The assumption is made that the production machine with the issue does not have internet access as this is a common practice. If it’s not the case and internet access is available, you can complete Step 1 on the production machine.
Step 1: Get Symbols for WAS Service
- Open DebugDiag on a production server
- Navigate to the Processes tab
- Sort by the Service Column Descending and identify the line containing the process for the WAS service
- Right click the WAS service and choose create full memory dump
- Zip the dump and copy it to a machine with external internet access
- On the new machine use the LoadSymbols script found here: http://blogs.msdn.com/b/puneetgupta/archive/2010/05/14/debugdiag-script-to-load-all-symbols-in-a-dump-file.aspx to collect symbols for the WAS service
- On the analysis tab of DebugDiag, highlight the line for LoadSymbols
- Click Add Data File
- Navigate to the dump from the prod server and click ok
- Now click Start Analysis
- By default, DebugDiag will save the symbol files to c:\symcache.
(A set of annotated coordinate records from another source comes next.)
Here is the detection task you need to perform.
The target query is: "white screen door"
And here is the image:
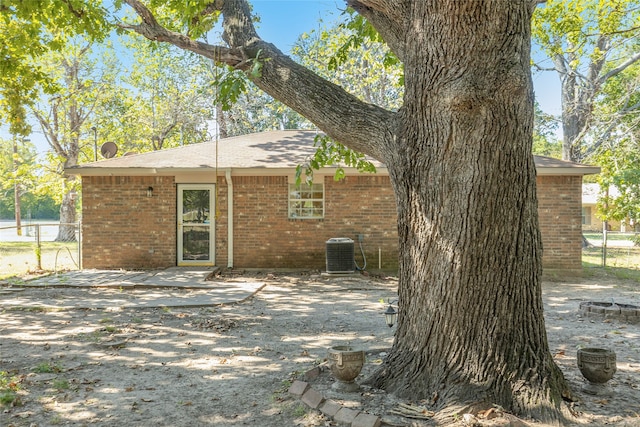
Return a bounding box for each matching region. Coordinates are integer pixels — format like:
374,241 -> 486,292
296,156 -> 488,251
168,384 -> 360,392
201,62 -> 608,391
178,184 -> 215,266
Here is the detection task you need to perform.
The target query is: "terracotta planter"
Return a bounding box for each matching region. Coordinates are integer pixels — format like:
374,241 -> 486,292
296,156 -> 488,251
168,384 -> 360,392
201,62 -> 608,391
578,347 -> 617,384
328,345 -> 365,391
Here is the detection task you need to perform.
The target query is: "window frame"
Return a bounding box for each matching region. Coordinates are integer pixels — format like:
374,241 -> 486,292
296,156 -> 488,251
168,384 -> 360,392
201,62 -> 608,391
287,178 -> 325,220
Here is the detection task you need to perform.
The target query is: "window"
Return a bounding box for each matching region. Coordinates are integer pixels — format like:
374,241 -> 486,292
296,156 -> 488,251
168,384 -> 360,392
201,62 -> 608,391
582,206 -> 591,225
289,183 -> 324,219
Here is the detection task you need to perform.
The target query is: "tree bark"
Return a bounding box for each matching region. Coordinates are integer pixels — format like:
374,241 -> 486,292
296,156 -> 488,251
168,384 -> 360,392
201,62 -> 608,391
362,1 -> 568,418
126,0 -> 569,421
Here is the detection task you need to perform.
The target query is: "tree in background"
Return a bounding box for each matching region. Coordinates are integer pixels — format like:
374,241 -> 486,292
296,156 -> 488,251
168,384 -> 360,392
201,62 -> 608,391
0,0 -> 108,135
110,35 -> 215,152
291,10 -> 404,110
121,0 -> 569,420
533,0 -> 640,162
533,102 -> 562,159
0,138 -> 59,220
592,56 -> 640,230
31,40 -> 114,241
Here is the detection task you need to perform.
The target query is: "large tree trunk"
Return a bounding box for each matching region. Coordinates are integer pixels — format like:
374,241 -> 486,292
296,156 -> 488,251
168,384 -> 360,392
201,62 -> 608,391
362,1 -> 566,418
126,0 -> 569,420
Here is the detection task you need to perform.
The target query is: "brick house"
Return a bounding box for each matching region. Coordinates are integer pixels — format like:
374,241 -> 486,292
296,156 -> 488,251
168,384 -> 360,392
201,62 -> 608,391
66,131 -> 599,271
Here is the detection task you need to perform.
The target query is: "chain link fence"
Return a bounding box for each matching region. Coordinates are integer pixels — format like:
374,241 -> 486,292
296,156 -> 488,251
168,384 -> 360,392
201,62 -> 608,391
0,221 -> 82,278
582,232 -> 640,269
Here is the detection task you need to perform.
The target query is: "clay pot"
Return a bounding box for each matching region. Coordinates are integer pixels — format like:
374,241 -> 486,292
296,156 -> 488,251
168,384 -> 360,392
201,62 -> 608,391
328,345 -> 365,391
578,348 -> 617,384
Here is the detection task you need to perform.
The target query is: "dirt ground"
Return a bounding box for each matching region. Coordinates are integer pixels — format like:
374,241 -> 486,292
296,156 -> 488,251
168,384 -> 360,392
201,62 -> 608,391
0,273 -> 640,427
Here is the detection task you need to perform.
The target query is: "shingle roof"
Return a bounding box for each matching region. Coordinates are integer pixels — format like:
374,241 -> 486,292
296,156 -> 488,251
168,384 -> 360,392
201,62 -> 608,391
66,130 -> 600,175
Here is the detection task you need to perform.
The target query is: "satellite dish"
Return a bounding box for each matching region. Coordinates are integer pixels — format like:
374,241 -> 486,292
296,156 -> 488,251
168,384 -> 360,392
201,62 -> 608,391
100,141 -> 118,159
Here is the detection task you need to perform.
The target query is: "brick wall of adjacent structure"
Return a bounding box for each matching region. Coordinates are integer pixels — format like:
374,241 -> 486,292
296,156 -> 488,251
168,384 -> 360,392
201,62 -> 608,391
82,175 -> 582,270
82,176 -> 176,269
537,176 -> 582,271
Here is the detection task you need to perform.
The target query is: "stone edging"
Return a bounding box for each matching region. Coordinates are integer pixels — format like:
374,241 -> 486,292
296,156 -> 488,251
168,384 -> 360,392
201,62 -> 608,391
289,376 -> 382,427
579,301 -> 640,324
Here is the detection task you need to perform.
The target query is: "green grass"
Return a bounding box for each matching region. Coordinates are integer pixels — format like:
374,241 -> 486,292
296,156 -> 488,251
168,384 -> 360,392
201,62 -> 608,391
0,241 -> 78,280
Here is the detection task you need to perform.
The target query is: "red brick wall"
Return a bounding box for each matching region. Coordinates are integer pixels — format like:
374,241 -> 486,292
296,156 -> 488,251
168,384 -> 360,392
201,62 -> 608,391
82,175 -> 582,270
233,176 -> 398,269
537,176 -> 582,271
82,176 -> 176,269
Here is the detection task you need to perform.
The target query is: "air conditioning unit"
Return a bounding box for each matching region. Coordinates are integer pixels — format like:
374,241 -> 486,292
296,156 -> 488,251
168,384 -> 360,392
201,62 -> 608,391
327,237 -> 356,273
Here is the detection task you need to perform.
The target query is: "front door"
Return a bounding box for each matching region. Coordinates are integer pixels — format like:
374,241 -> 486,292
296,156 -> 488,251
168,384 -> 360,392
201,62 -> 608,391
178,184 -> 215,266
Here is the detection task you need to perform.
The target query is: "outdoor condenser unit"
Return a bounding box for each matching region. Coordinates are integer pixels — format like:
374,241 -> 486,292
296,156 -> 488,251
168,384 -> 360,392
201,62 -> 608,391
327,237 -> 356,273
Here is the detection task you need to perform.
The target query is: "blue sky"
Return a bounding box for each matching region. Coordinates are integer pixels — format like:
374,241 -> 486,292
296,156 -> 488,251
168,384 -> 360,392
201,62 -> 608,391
252,0 -> 561,115
0,0 -> 561,151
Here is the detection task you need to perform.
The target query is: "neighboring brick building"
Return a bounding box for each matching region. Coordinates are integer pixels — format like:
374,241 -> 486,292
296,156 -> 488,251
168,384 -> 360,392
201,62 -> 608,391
67,131 -> 599,271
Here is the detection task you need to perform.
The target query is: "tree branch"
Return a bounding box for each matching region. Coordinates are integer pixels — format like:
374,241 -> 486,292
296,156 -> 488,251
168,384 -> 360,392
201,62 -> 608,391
346,0 -> 406,61
598,52 -> 640,84
121,0 -> 396,162
118,0 -> 246,68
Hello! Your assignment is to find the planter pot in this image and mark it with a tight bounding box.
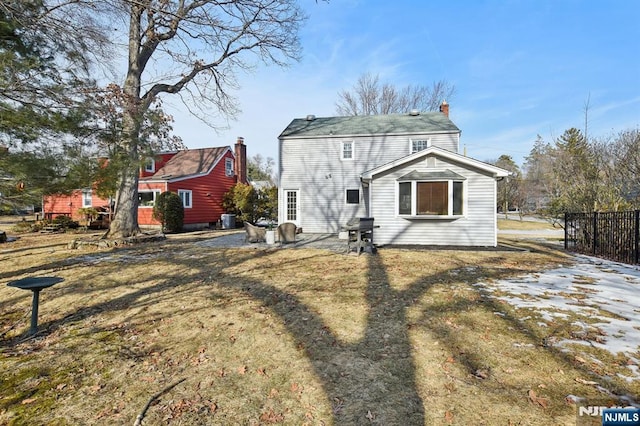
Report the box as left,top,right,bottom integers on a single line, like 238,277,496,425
265,231,276,244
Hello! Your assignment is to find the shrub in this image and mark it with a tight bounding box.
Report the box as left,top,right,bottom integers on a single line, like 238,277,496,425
153,191,184,232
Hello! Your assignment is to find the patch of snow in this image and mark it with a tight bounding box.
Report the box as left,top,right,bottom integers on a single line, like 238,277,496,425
478,255,640,379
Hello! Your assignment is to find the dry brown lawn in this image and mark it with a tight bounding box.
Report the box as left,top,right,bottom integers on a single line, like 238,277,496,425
0,226,624,425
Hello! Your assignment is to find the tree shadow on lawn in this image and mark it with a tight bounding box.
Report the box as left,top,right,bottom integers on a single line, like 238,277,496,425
0,241,636,425
199,246,636,425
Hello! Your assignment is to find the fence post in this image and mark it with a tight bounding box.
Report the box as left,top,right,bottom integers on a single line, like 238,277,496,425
593,212,598,255
564,212,568,250
633,210,640,265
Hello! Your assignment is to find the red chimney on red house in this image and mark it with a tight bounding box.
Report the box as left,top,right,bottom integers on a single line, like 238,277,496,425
440,101,449,117
234,136,247,183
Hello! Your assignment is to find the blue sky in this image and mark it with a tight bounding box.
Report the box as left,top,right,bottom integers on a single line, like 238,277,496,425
165,0,640,165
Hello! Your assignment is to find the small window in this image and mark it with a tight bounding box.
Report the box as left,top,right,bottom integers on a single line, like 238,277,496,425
178,189,192,209
138,191,160,207
224,158,234,176
82,189,93,207
144,158,156,173
347,189,360,204
398,182,411,215
342,142,353,160
411,139,431,154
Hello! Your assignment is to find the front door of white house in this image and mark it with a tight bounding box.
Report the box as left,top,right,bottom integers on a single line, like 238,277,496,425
284,189,300,225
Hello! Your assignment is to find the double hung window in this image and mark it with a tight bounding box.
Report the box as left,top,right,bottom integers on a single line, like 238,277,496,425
178,189,193,209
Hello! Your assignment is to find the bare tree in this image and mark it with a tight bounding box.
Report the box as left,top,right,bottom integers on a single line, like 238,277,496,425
336,73,455,115
95,0,305,237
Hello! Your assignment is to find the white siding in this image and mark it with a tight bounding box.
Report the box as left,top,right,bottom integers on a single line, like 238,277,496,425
278,133,459,233
370,154,497,246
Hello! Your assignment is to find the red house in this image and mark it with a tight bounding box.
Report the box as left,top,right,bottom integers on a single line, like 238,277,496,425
42,137,247,229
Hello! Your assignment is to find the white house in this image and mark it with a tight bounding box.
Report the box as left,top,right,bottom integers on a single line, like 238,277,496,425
278,103,509,246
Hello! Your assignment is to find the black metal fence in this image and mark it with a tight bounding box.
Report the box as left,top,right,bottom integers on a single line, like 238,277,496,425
564,210,640,265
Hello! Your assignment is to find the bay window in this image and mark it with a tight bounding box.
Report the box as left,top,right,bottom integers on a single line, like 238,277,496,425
397,170,465,218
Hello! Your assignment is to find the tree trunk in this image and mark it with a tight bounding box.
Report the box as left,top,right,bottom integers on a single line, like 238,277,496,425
107,154,140,238
107,5,143,238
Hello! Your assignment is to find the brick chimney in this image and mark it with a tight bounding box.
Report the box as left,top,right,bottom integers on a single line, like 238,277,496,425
440,101,449,117
234,136,247,183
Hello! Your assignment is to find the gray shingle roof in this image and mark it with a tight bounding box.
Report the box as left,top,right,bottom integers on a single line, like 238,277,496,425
279,112,460,138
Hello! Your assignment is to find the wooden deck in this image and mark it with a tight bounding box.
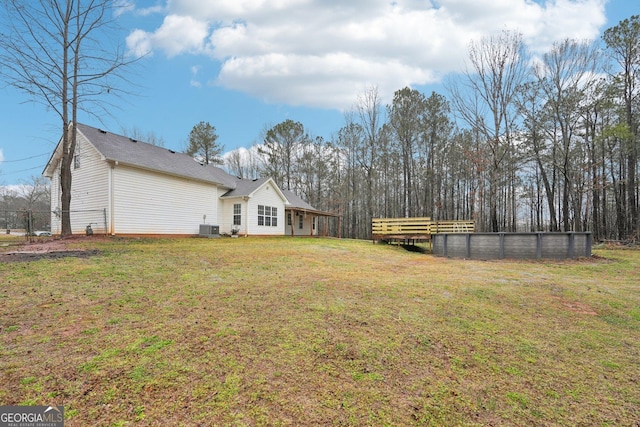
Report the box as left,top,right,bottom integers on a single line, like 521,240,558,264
371,217,475,242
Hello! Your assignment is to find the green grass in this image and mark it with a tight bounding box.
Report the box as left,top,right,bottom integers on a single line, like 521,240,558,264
0,238,640,426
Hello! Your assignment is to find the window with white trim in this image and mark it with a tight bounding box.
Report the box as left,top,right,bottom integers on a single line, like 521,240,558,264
258,205,278,227
233,203,242,225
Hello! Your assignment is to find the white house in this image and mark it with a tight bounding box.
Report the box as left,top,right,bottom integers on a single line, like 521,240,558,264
42,123,335,236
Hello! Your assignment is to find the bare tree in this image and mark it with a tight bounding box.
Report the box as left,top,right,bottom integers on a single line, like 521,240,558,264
0,0,135,236
185,122,224,165
450,31,527,231
258,119,310,190
603,15,640,240
122,126,165,147
534,40,598,231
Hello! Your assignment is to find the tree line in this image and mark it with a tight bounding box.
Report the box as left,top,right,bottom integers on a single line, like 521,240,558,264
225,16,640,241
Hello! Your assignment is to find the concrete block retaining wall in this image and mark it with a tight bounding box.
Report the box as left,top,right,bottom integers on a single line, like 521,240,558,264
432,232,591,259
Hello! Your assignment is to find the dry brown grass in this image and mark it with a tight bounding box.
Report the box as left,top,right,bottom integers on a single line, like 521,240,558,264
0,238,640,426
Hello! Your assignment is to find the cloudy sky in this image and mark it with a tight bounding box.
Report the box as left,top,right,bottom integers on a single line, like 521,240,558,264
0,0,640,185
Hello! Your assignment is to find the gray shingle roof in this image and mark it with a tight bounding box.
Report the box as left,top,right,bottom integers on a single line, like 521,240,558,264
222,178,269,197
282,190,317,211
78,123,238,188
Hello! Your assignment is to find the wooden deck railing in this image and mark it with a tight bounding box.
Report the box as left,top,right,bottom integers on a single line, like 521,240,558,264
371,217,475,240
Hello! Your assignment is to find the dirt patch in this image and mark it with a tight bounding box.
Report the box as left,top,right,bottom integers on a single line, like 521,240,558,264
0,249,100,262
553,297,598,316
0,239,100,262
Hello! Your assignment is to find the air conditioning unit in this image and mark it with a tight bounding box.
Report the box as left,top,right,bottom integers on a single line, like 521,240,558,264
198,224,220,237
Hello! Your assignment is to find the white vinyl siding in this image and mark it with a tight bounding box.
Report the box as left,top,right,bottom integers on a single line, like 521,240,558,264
112,165,218,234
248,181,285,236
51,132,109,234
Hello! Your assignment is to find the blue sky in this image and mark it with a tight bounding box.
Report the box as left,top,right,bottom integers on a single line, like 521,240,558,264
0,0,640,186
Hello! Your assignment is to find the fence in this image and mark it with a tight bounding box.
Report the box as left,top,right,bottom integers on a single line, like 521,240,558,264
371,217,475,240
433,232,591,259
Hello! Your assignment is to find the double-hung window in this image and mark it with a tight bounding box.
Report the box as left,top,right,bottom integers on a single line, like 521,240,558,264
258,205,278,227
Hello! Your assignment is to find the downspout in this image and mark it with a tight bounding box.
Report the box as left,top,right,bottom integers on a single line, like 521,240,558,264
242,196,249,237
108,160,118,236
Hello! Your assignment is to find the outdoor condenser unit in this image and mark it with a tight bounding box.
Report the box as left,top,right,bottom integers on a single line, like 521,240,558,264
198,224,220,237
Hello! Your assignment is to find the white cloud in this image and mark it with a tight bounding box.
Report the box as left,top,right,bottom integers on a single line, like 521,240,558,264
127,0,606,109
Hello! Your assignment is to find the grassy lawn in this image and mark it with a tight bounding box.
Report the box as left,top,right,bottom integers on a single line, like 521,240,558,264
0,238,640,426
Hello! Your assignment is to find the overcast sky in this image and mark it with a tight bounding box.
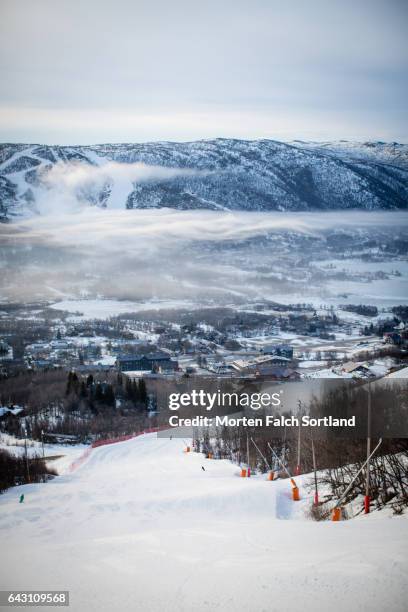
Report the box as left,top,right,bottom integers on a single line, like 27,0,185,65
0,0,408,144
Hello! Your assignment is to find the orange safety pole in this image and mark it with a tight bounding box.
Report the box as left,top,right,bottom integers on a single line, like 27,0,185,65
332,506,342,522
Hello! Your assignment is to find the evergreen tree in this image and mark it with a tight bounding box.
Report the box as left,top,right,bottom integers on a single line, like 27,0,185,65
139,378,147,405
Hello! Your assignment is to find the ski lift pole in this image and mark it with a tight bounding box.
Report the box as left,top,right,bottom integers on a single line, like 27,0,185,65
24,428,30,482
251,438,272,470
296,400,302,476
247,434,251,478
364,385,371,514
333,438,382,510
268,442,292,480
310,430,319,506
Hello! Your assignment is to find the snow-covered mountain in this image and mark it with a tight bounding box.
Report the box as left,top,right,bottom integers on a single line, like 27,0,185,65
0,139,408,219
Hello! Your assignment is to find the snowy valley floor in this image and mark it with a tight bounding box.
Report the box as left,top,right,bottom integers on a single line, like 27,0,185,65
0,434,408,612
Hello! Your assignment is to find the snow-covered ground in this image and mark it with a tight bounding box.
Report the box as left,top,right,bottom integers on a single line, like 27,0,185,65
0,434,408,612
51,299,198,321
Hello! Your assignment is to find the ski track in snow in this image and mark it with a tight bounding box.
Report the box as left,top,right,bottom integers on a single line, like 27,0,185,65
0,434,408,612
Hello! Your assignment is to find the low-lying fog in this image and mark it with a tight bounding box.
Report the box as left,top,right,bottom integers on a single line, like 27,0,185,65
0,208,408,304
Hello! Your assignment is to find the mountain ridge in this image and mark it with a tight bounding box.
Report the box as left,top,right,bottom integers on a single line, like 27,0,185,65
0,138,408,220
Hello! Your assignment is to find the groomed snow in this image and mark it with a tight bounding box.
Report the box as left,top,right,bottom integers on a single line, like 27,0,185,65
0,434,408,612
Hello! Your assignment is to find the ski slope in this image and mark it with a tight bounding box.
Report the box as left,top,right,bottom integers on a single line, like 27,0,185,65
0,434,408,612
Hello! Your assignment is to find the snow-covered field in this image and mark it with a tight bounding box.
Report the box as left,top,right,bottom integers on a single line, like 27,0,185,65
0,434,408,612
0,432,87,474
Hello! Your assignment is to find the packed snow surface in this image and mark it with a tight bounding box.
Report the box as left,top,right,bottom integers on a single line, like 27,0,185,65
0,434,408,612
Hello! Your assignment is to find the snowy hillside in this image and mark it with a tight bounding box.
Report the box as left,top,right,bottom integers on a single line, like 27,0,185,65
0,139,408,219
0,434,408,612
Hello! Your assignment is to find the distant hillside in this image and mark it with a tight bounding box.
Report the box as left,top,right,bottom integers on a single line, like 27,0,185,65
0,138,408,219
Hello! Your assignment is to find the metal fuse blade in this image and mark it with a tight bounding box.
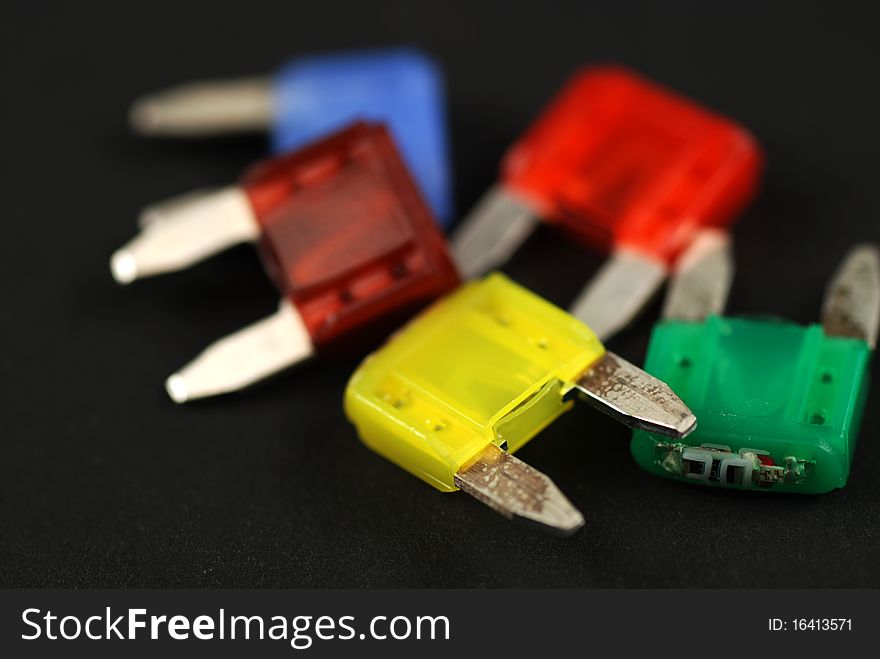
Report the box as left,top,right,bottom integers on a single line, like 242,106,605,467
573,352,697,438
455,444,584,535
662,229,734,323
822,245,880,349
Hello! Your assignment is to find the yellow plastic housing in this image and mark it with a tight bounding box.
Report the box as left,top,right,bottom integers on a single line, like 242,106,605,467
345,274,605,492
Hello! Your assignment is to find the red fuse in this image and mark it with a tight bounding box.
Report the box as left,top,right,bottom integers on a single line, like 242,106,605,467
453,66,762,338
111,123,459,402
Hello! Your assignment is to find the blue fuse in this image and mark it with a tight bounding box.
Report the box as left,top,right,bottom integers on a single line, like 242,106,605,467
130,48,454,226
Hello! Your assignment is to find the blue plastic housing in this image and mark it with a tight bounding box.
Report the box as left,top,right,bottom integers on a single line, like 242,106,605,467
272,48,454,226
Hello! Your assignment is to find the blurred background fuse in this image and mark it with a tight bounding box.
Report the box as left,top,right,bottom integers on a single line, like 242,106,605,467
452,66,763,340
130,48,454,226
110,122,458,403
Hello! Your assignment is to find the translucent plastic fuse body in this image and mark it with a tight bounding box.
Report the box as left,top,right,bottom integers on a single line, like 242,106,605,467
131,48,453,223
345,274,695,532
453,66,762,338
111,123,458,402
631,238,880,494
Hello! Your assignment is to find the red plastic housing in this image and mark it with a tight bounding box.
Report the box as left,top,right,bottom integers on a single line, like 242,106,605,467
501,66,763,263
241,123,459,350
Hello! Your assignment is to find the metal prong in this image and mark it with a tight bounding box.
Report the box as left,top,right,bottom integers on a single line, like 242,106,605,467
822,245,880,349
129,77,273,137
570,249,666,341
450,186,538,279
573,352,697,438
165,300,314,403
455,444,584,535
663,229,734,323
110,187,260,284
138,187,221,229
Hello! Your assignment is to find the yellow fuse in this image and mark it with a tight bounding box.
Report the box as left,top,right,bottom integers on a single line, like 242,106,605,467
345,274,694,530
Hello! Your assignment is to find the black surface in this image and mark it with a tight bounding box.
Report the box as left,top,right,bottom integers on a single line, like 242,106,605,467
0,0,880,587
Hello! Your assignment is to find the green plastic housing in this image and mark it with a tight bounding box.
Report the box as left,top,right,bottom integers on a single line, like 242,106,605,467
630,316,871,494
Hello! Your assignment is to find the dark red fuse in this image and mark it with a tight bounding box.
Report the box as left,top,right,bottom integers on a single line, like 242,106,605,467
111,123,459,402
453,66,763,338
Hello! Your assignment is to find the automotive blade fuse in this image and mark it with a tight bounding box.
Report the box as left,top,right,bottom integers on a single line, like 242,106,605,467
452,66,762,340
111,123,459,402
345,274,696,534
630,239,880,494
130,48,453,224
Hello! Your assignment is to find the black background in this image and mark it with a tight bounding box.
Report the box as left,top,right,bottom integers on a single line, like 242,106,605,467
0,0,880,587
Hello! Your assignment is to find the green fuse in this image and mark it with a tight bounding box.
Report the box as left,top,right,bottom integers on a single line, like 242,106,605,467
630,233,880,494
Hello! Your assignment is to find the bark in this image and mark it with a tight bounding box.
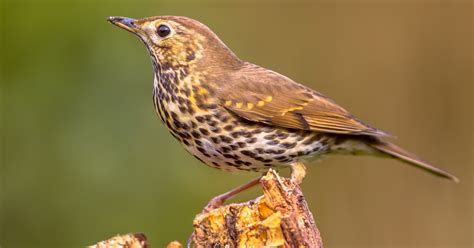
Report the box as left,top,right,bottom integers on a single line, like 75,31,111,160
192,170,323,248
90,169,323,248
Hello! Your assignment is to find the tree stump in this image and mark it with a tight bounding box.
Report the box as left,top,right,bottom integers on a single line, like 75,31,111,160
91,169,323,248
192,169,323,248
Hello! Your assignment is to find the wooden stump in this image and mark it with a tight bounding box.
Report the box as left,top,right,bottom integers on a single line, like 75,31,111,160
90,169,323,248
192,170,323,248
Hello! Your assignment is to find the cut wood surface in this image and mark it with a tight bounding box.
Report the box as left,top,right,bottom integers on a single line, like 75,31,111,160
90,169,323,248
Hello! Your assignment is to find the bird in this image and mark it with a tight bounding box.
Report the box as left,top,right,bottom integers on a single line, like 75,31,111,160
108,16,458,210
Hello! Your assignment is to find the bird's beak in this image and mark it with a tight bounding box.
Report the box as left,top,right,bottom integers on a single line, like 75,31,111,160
107,16,139,34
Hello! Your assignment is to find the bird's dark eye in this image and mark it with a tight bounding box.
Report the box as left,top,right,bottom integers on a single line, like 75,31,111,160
158,24,171,38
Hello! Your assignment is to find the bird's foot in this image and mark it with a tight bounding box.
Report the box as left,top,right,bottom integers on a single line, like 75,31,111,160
291,162,306,184
202,194,226,213
202,177,260,213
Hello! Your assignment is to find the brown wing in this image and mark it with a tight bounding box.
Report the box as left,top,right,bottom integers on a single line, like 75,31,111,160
217,64,386,136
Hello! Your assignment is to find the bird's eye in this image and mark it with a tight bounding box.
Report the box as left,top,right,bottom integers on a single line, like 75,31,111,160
157,24,171,38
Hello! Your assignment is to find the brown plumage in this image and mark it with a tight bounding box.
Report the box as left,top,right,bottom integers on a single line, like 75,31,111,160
109,16,457,190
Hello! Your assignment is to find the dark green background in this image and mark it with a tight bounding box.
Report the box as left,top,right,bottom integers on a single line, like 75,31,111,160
0,0,474,248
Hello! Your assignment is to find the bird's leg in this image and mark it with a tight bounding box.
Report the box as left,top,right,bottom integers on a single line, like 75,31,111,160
203,177,261,213
291,161,306,184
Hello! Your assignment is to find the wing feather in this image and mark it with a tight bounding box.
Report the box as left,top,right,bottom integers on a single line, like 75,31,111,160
217,64,386,136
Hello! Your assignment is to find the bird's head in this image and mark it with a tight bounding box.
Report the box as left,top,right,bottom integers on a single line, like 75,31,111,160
108,16,241,70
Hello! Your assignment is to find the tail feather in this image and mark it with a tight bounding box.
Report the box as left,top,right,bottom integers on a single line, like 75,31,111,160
370,140,459,183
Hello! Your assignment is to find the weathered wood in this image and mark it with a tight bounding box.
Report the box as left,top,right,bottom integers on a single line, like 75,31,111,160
90,170,323,248
89,233,150,248
192,170,323,248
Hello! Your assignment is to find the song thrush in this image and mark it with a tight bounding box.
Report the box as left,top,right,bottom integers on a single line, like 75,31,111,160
108,16,457,206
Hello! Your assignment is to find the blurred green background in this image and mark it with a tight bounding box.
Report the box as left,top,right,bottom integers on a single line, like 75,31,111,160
0,0,474,248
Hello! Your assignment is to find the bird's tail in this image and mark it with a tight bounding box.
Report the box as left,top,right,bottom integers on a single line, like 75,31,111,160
369,140,459,182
Copy the contents of that folder to the same path on the production machine. (If you’ve changed the symbol settings in DebugDiag previously, you must make sure you’re pointing to the Microsoft symbol server and make note of your local path)
Step 2: Set up DebugDiag on Production machine
- On the Rules tab, click Add Rule and select a Crash Rule
- Select “A specific NT Service” and click Next
- Highlight the WAS service and click Next
- Click Breakpoints then Add Breakpoint
- In Breakpoint Expression enter: iisw3adm!WORKER_PROCESS::PingResponseTimerExpiredWorkItem
- Under Action Type select Custom
- Add the following script in the window that pops up:
rcx = CausingThread.Register("rcx")
w3wpProcessId = Debugger.ReadDWORD(rcx + 72)
WriteToLog "w3wp process id = " & w3wpProcessId
Debugger.CreateDumpForProcessID w3wpProcessID,"Failed Ping",False
- Set the Action Limit to 5 then click ok
- Click Save & Close
- Click Next all the way through. You can specify the location of the dump file on one of the screens before you click finish.
- Check the log for svchost under c:\program files\DebugDiag and make sure it shows that the breakpoint was set. If it was not set, try restarting the Debug Diagnostic Service. The log should have something like the following:
[9/30/2012 2:46:53 PM] Initializing control script
[9/30/2012 2:46:53 PM] Clearing any existing breakpoints
[9/30/2012 2:46:53 PM]
[9/30/2012 2:46:53 PM] Attempting to set unmanaged breakpoint at iisw3adm!WORKER_PROCESS::PingResponseTimerExpiredWorkItem
[9/30/2012 2:46:53 PM] bpID = 0
[9/30/2012 2:46:53 AM] Current Breakpoint List(BL)
0 e 000007fb`45efb2d4 0001 (0001) 0:**** iisw3adm!WORKER_PROCESS::PingResponseTimerExpiredWorkItem
You can test the above set up by suspending a worker process with Process Explorer and making sure a memory dump is created. That’s all there is to it. Of course, when you have the memory dump, that’s just the beginning as you will have to debug that dump to identify the cause of the hang.